Auf dem Gelände des Braunkohletagebaus in Bełchatów (Woiwodschaft Łódź) soll nach dem Ende der Rohstoffförderung ein riesiger See entstehen. Die Rekultivierungspläne sind ambitioniert – das Gewässer soll eine Fläche von etwa 4.000 Hektar einnehmen und eine Tiefe von bis zu 170 Metern erreichen.
Bełchatów, bekannt vor allem durch das große Braunkohletagebauwerk, sucht nach einer neuen Identität. Die Zukunft dieses Ortes könnte zwei Formen annehmen – einerseits Erholungsgebiete mit dem tiefsten Gewässer Polens, andererseits ein Kernkraftwerk.
Die „Bełchatowskie Mazury“ sollen in Zukunft Touristen und Segelenthusiasten anziehen. Bevor es jedoch dazu kommt, stellt sich neben der Vorbereitung des Geländes und der Ufer des Sees die Frage nach der Wasserversorgung eines so gigantischen Gewässers.
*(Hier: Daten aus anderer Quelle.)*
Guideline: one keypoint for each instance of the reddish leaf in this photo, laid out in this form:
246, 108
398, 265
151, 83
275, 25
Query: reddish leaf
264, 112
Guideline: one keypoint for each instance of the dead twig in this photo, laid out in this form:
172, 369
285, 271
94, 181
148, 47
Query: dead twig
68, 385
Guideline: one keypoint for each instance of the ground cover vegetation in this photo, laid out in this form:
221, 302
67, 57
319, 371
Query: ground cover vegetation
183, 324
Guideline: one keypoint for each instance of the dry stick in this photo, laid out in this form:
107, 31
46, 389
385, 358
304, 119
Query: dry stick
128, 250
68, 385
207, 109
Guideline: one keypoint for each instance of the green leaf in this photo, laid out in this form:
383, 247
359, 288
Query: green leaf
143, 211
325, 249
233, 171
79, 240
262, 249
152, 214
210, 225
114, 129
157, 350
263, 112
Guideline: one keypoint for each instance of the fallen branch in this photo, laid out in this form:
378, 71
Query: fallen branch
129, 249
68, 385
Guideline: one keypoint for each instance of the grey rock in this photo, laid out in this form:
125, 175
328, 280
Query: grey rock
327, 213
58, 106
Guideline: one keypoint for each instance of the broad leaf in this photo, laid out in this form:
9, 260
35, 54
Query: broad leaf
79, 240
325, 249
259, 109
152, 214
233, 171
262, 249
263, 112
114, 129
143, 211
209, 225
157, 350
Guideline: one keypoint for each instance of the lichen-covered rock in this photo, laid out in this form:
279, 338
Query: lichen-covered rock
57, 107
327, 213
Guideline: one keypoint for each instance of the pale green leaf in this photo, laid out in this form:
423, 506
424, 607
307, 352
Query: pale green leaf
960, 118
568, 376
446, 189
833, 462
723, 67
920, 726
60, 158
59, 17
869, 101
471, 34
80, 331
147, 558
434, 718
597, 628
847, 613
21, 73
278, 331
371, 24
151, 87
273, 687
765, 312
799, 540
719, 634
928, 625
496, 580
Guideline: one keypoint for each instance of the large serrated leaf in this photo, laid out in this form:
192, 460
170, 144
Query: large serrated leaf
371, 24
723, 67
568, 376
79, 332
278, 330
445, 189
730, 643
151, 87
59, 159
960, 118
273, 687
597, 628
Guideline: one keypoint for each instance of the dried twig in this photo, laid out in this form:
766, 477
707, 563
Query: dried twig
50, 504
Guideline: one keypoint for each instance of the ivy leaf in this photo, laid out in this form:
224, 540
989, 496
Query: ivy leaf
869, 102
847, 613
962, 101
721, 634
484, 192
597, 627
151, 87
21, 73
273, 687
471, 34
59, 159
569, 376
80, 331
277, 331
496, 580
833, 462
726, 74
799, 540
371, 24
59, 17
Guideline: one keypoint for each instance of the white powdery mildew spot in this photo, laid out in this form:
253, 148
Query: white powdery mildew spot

Wie das Bełchatów-Portal berichtet, wird nach der Formung und Sicherung der Böschungen mit der Befüllung des Tagebaus mit Wasser begonnen. Dies wird durch eine schrittweise Reduzierung der Entwässerung geschehen, sodass die Abgrabungen mit Grundwasser gefüllt werden. Gleichzeitig werden Oberflächengewässer in die Abgrabung geleitet.
Sollten die Pläne für den Bau eines Kernkraftwerks realisiert werden, werden größere Wassermengen benötigt – unter anderem zur Kühlung der Reaktoren. Jacek Kaczorowski, Präsident von PGE GiEK, versichert, dass das Wasser für beide Projekte ausreichen wird.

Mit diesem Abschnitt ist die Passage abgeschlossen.